Welcome to Papaw's Garage
By Kaylee Greenlee Beal

Wilbur Leon Miller Jr., 53, works in his mechanic shop in Clarkson, often dressed in old Army fatigues. He’s the president of the Grayson County Veteran Resource Group and usually deploys to natural disasters across the state to provide emergency assistance. Wilbur’s grandkids named his shop “Papaw’s Garage” when he opened it a few years ago.

The whir of a kerosene heater, metal striking metal, a local country music station playing softly in the background and the smell of stale cigarette smoke welcome you to Papaw's Garage.

Wilbur Leon Miller Jr., 53, leans into a 2005 Chevy Equinox brought in for a suspected antifreeze leak. The problem ended up being a slow, steady stream from cracked lower intake gaskets he didn't discover until dismantling the engine days later.

He opened his mechanic shop in July 2019 a few months before he retired from a federal technician position at Fort Knox where he worked for 12 years after serving in the Army and doing two tours in Iraq and Afghanistan. Wilbur started learning about mechanics and working on his own cars when he was 15 years old, around the same time he moved to the Leitchfield area.

"I'd always wanted to do this because I would do it part-time out of my driveway just because I loved doing it . . . for friends and family mostly," Wilbur says.

Wilbur often gives away tires, parts and labor to anyone he encounters who needs a little extra help but can't afford it. Other times, he'll work on people's vehicles for the cost of labor or as a trade.

"It's not much, but it means more to them than it does to me, but it makes me feel good because I've done something," Wilbur says. "I said it when I started, and I'll say it again, and I'll say it until I leave: you're not just a customer here at this place, you're family, and we'll take care of you like family."

"And I say 'we,' it's (just) me," Wilbur adds.

Three of Wilbur's seven grandkids ran barefoot through the grass and gravel around the garage one evening as his youngest daughter, Amie Mudd, 29, picked up a small trailer to borrow for the week.

"Anything I need, that's who's there," Amie says about her father. She hand-painted the blue and yellow letters on the plywood sign that hangs over a rack of mismatched tires out front.
Wilbur first met his wife, Teri Lee Miller, 49, during his senior year of high school and they finally married on Oct. 29, 2011. Teri fell in love with his sweet demeanor and natural inclination to gently lead their family.

"Our first date whenever I hugged him -- you know how you get that warm feeling at your grandma's house when you curl up in the bed under that homemade blanket and just feel at home? That's what it was like, and we've been together ever since," Teri said.

Teri recounted a time when a young couple came to the shop in need of hundreds of dollars of major repairs around the holidays with their two young kids in tow. Wilbur ran to the store to buy them formula and diapers before fixing their vehicle.

"I've always tried to help people in whatever way I can, and I still do," Wilbur says.

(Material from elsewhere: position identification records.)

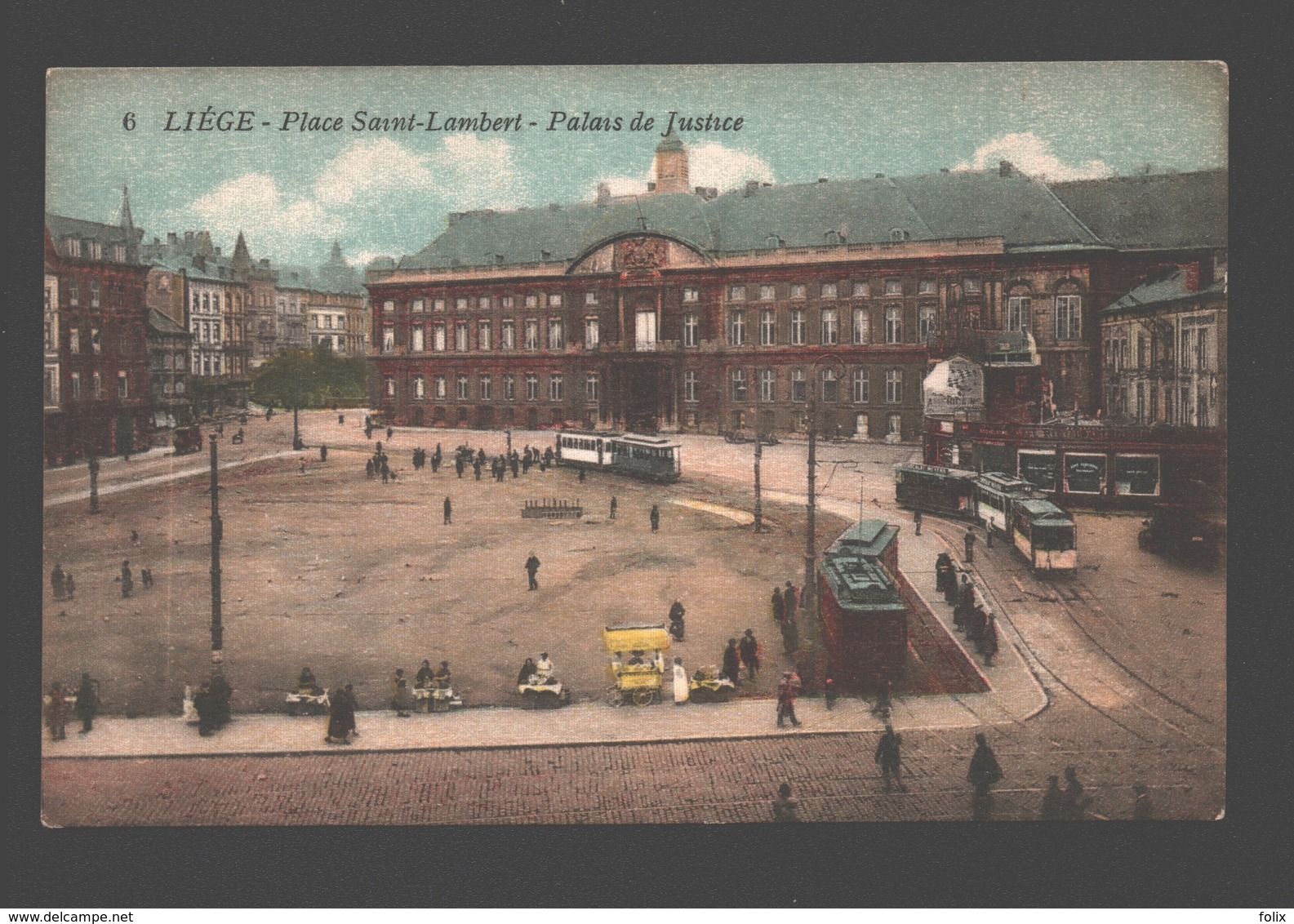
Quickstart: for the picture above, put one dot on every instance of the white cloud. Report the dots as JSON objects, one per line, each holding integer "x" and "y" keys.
{"x": 474, "y": 174}
{"x": 1034, "y": 157}
{"x": 254, "y": 203}
{"x": 714, "y": 165}
{"x": 376, "y": 166}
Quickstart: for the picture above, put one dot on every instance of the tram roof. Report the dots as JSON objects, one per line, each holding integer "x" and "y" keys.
{"x": 1042, "y": 510}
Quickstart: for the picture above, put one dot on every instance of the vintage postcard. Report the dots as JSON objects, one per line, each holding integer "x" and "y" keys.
{"x": 668, "y": 444}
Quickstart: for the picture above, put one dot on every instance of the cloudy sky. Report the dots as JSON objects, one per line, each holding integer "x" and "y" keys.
{"x": 389, "y": 192}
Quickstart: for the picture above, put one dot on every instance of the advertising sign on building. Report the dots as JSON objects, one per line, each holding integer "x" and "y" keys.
{"x": 955, "y": 384}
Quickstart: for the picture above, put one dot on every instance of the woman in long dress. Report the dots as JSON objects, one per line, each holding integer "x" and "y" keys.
{"x": 679, "y": 682}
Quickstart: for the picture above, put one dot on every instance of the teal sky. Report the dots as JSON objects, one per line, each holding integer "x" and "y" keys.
{"x": 389, "y": 192}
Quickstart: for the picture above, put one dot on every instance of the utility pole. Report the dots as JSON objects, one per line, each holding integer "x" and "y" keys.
{"x": 93, "y": 482}
{"x": 218, "y": 654}
{"x": 809, "y": 594}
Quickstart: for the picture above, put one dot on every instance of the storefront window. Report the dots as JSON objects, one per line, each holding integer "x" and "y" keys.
{"x": 1085, "y": 474}
{"x": 1136, "y": 475}
{"x": 1038, "y": 469}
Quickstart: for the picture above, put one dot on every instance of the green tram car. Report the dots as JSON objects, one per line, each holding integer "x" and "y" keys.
{"x": 935, "y": 490}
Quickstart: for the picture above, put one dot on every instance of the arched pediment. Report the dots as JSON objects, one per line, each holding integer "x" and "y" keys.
{"x": 637, "y": 252}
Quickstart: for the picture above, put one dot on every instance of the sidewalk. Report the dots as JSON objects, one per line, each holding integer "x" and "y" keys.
{"x": 1013, "y": 696}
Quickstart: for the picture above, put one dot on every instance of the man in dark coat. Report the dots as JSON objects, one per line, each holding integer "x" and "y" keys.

A hand-painted sign identifies Wilbur’s shop. “I started working on my own stuff when I was 15 years old,” he says. “That’s when I started learning about mechanics, but I’ve worked on my own stuff all my life with the exception of a few things that I didn’t know anything about at the time.” When he was in the military he worked on various equipment, including Army tanks, Humvees and trucks.

Wilbur smokes a cigarette while driving to pick up a trailer from his brother’s house to tow a broken-down SUV nearly to Louisville. Soft evening light illuminates the wedding band his wife, Teri Miller, 49, gave him on their wedding day 11 years ago.

Two of Wilbur’s grandkids, Katelynn Holben, 10, (from left) and Nolan Holben, 7, play music games and video call friends from their cell phones in front of the garage. Nolan had just gotten his first phone and was excited to get his papaw’s number so they can text.

Wilbur slides under a Subaru to replace the radiator and flush the engine of some discolored antifreeze before changing the oil and calling the owner to come pick it up.

Wilbur works to remove two burned out headlights while waiting for a supply delivery from a local shop. The woman driving the car mentioned one headlight had been out for a while and the other went out that morning, preventing her from making it to work.

Teri and Wilbur stand arm-in-arm on the front porch of their home with their 10-year-old rescue dog, Garth, at their feet. “He (Wilbur) would give you his last dime and do without if you and your family needed something,” Teri says. “He’s a gentle giant . . . there’s never been a dull moment. He’s got such a beautiful heart and soul that attracted me to him in the first place.”

When grandchildren Nolan (from left), Lucas Geary, 11, and Katelynn aren’t on their phones, they’re playing in stacks of ripped and waterlogged tires lying next to their grandfather’s shop.

A single light illuminates the shop floor while the setting sun shines through an American flag hanging over a window in the back of Papaw’s Garage as Wilbur closes up for the night. After turning on the porch light, locking the door and unfurling the flag hanging over the front office doorway, Wilbur shares a cigarette with a friend and a regular client before driving them home to help fix one of their cars.